I loved the first book of the series, « My Lady Jane », an imaginative read, endearing and effortlessly funny.

This second book wasn’t quite up to my expectations. This off-handedly re-writing of Jane Eyre didn’t work much for me. In a way it was fun to compare the two stories (however I wonder how someone not totally familiar with « Jane Eyre » may really enjoy this one); on the other hand I was frequently pondering about the possibility that the authors’ didn’t like much the original novel (if funny, I for myself didn’t always enjoyed the twistings of a long time favourite book).

The ghost story was good and the reason I read this book with interest, even if I wasn’t always convinced by the characters and the jolly atmosphere. The idea of a « real » story including Charlotte Brontë as an intimate friend of Jane Eyre was clever and could have been really enjoyable.

Alas the story takes too much pains to be funny. The main distortion is made by adding new characters to the story, which was okay for me, but also by radically changing all the original characters’ personalities (even Charlotte Brontë’s, who’s suddenly a Jane Austen fan and Darcy’s groupie which is wrong and rather silly, especially knowing that Charlotte Brontë didn’t care for Jane Austen’s books). Jane is a petulant shallow young girl (Charlotte is the real heroin here), Rochester a caricature without any charm, Adèle a well loved child and not the poor superficial orphan despised by Rochester and all his clique. Miss Temple is just a so nice young woman. But the worst is certainly Helen: Helen Burn is a fundamentally important person  for Jane Eyre, a strong character, a sadly wise young girl, who embrace her fate with fatality and piety. Here, Helen is Jane’s side-kick, a very modern voice, supposed to be very funny. She is, sometimes, but not always, and I just couldn’t stomach the desecration. Charlotte’s character is stereotypical and rather antipathic.

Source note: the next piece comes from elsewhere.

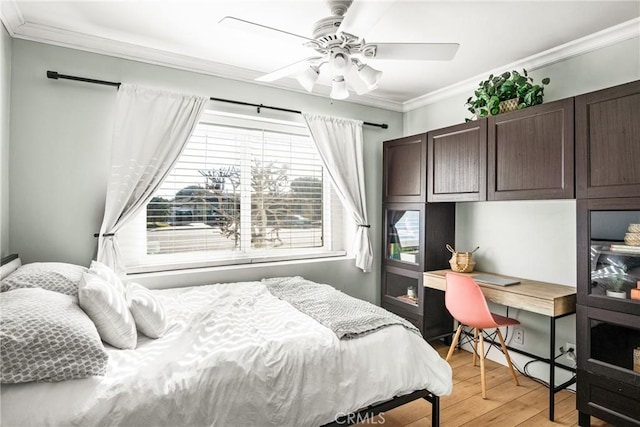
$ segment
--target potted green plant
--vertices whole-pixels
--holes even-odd
[[[500,114],[500,103],[504,101],[515,100],[517,109],[542,104],[544,87],[550,81],[545,77],[540,84],[535,84],[524,68],[522,73],[514,70],[499,76],[491,74],[486,80],[480,82],[474,91],[474,96],[469,97],[465,105],[473,116],[480,118]],[[473,117],[466,119],[467,122],[471,120]]]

Maybe « Jane Eyre » is too serious and intense a story to being making fun of? Or maybe I just couldn’t bear to see such an elegant story ransacked for fun? Or maybe the book wasn’t fun and clever enough…

In the end I had the vivid impression of an amateurish troupe of middle school kids making fun of a classic, repeating the same jokes on a loop, like saying that Jane is plain, Rochester too old for her, Charlotte short-sighted, her brother ackwark and foolish, and so on.

I’m still looking forward the next book, but if the fourth Jane is by chance Pride and Prejudice’s Jane… BEWARE!!